E’ la destrutturazione di tutte le forme di resistenza al neoliberismo.
Il neoliberismo è un’ideologia e costruisce, a sua immagine e somiglianza, tutte le forme di metabolismo sociale, avendo, come modello, la direzione autoritaria e verticale della fabbrica e dell’impresa.
Tutto avviene attraverso due passaggi complementari: da una parte la demonizzazione di ogni forma di resistenza al neoliberismo – lavoratori pubblici fannulloni, operai scansafatiche, insegnanti rubastipendio, pensionati parassiti, politica sporca, partiti corrotti, collettivi e centri sociali covi di terroristi ed estremisti, resistenti della Val Susa irragionevoli e violenti, solidali contro i Cie istigatori e fomentatori di rivolta, “forconi siciliani” mafiosi, disoccupati napoletani camorristi, pastori sardi malavitosi – dall’altra la promozione delle associazioni di categoria, delle Ong, delle onlus, elevate al rango di una fantomatica società civile con cui dialogare.

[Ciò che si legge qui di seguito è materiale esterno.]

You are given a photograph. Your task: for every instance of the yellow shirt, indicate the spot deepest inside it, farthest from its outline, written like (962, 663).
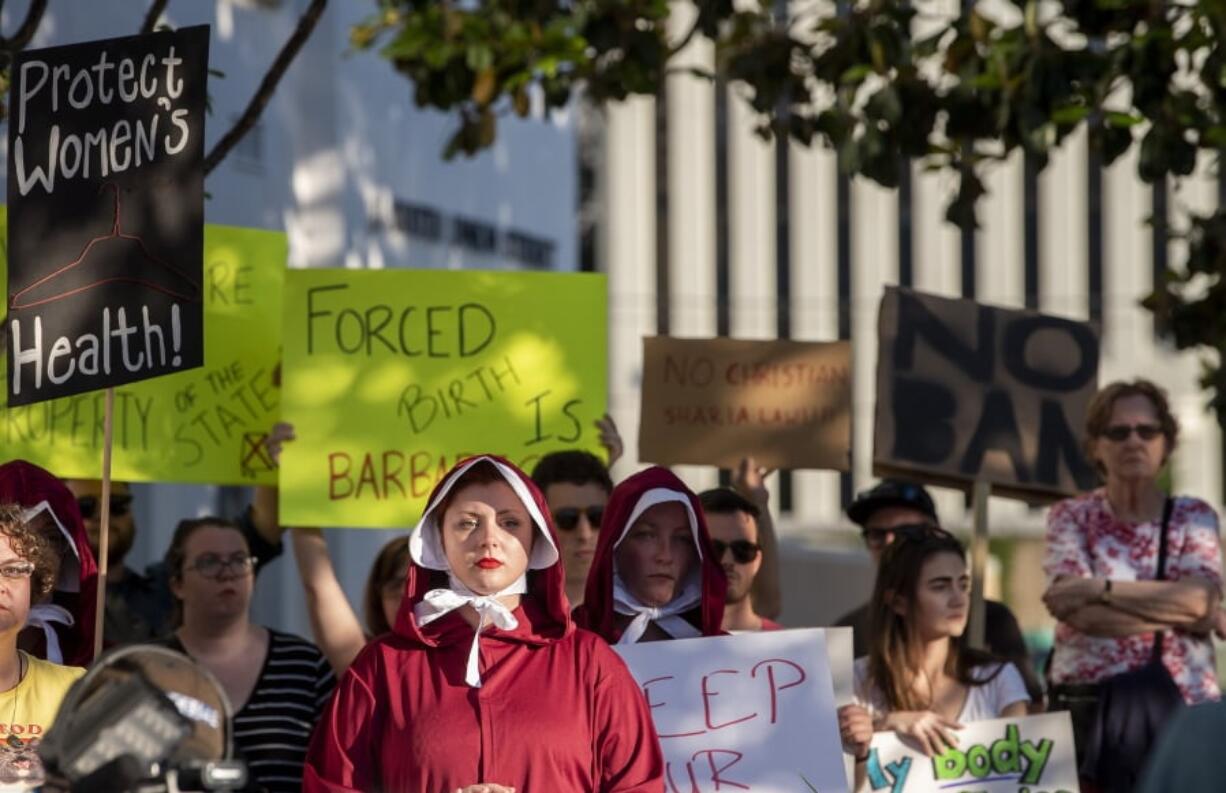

Sostituendo i lavoratori e le lavoratrici e le loro forme di rappresentanza, la conflittualità e la lotta di classe vengono rimosse, l’impegno politico e l’ideologia annullate, così quest’ultima rimane monopolio esclusivo della borghesia neoliberista.
E le scelte politiche che la borghesia fa, vengono celate dietro lo schermo di una presunta neutralità, necessarietà, inevitabilità.
Non ci sono zone neutre, non c’è niente che sia apolitico. Il principio femminista che il privato è politico è sempre valido ed attuale.
Militanza, collettivi, impegno…..sono forme di resistenza all’ideologia neoliberista a cui non vogliamo e non possiamo rinunciare per gettare qualche granello nella macchina disumanizzante di questa società.
Mai come in questo momento, in cui il sociale è il privato, serve il movimento femminista autonomo e autorganizzato, con la sua elaborazione teorica, le sue lotte e la sua lettura di genere e di classe.